JAHRESTAG · MÄRZ 2025

Oria wird zwei Jahre alt:
Eine Gemeinschaft, die erblüht

Von Martín Iglesias · 15. März 2025 · 6 Minuten Lesezeit

Oria wird zwei Jahre alt — Eigentümergemeinschaft im Val d'Orcia

Vor zwei Jahren war die Idee von Oria ein Gespräch zwischen Roberto Cipresso und mir, auf einer Terrasse in Barcelona, mit einer leeren Flasche Brunello zwischen uns. Heute ist aus diesem Gespräch verbrieftes Land, abgefüllter Wein und eine Gemeinschaft von Mitgliedern auf vier Kontinenten geworden.
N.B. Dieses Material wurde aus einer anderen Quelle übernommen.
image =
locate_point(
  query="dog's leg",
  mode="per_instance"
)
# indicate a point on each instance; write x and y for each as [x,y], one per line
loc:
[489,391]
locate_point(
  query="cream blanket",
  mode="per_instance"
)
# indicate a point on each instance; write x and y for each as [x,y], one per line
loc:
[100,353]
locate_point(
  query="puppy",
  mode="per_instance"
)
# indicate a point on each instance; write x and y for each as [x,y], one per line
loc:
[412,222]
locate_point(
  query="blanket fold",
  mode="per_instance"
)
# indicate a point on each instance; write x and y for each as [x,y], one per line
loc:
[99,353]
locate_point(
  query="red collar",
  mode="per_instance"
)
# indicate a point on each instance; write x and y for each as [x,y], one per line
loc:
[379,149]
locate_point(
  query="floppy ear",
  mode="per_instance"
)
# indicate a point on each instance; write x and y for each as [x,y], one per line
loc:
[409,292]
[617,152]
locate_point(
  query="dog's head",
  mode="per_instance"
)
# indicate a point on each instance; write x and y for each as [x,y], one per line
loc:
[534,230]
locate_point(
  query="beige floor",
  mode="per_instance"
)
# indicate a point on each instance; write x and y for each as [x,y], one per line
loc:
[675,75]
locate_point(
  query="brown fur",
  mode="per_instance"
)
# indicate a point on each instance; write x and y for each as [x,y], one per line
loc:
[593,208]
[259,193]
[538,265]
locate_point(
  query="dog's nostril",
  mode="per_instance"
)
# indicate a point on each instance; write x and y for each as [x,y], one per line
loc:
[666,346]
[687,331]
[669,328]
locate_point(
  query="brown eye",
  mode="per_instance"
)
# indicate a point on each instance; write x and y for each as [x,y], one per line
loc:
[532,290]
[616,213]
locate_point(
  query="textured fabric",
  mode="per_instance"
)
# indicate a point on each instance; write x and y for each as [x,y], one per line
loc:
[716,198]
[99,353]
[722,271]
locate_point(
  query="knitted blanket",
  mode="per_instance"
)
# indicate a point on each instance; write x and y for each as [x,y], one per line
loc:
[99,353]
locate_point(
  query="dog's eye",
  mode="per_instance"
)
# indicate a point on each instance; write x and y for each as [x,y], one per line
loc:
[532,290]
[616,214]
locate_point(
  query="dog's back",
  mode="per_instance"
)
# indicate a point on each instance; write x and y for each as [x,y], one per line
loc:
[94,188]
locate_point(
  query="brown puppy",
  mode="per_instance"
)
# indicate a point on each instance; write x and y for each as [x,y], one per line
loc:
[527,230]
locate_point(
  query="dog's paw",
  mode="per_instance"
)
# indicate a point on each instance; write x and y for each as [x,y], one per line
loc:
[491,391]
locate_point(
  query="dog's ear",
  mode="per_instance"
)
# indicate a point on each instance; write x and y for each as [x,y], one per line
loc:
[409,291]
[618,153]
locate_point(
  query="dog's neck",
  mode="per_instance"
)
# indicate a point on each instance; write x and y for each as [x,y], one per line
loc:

Am 12. März 2023 registrierten wir die ORIA 1.618 SAS in Italien. Wir waren zwei Menschen mit einem ehrgeizigen Traum: das Eigentum an Weinbergen im Val d'Orcia zu demokratisieren, dem schönsten Gebiet der Toskana, seit 2004 UNESCO-Welterbe.

Zwei Jahre später halte ich inne, um zu erzählen, was wir aufgebaut haben.

Die Zahlen, die zählen

Ich werde nicht über Bewertungen oder Prognosen sprechen. Ich spreche lieber über die Zahlen, die eine echte Gemeinschaft ausmachen. Mitglieder in Europa, Lateinamerika und den Vereinigten Staaten. Eine erste abgeschlossene Weinlese. Die ersten notariellen Urkunden unterzeichnet. Giulia, die Gespräche in fünf Sprachen führt, rund um die Uhr.

Und die Zahl, die mir am besten gefällt: null Mitglieder, die die Rückerstattung ihrer Mitgliedschaft verlangt haben. In zwei Jahren. Bei einem völlig neuen Angebot, ohne Präzedenzfall auf dem europäischen Markt.

Was wir gelernt haben

Das erste Jahr war ein Jahr des Aufbaus. Rechtsstrukturen, italienische Notariate, Datenverarbeitungsvereinbarungen, das Modell der Weinzuteilung, die internationale Lieferlogistik. Dinge, die man von außen nicht sieht, die aber das Skelett von allem sind.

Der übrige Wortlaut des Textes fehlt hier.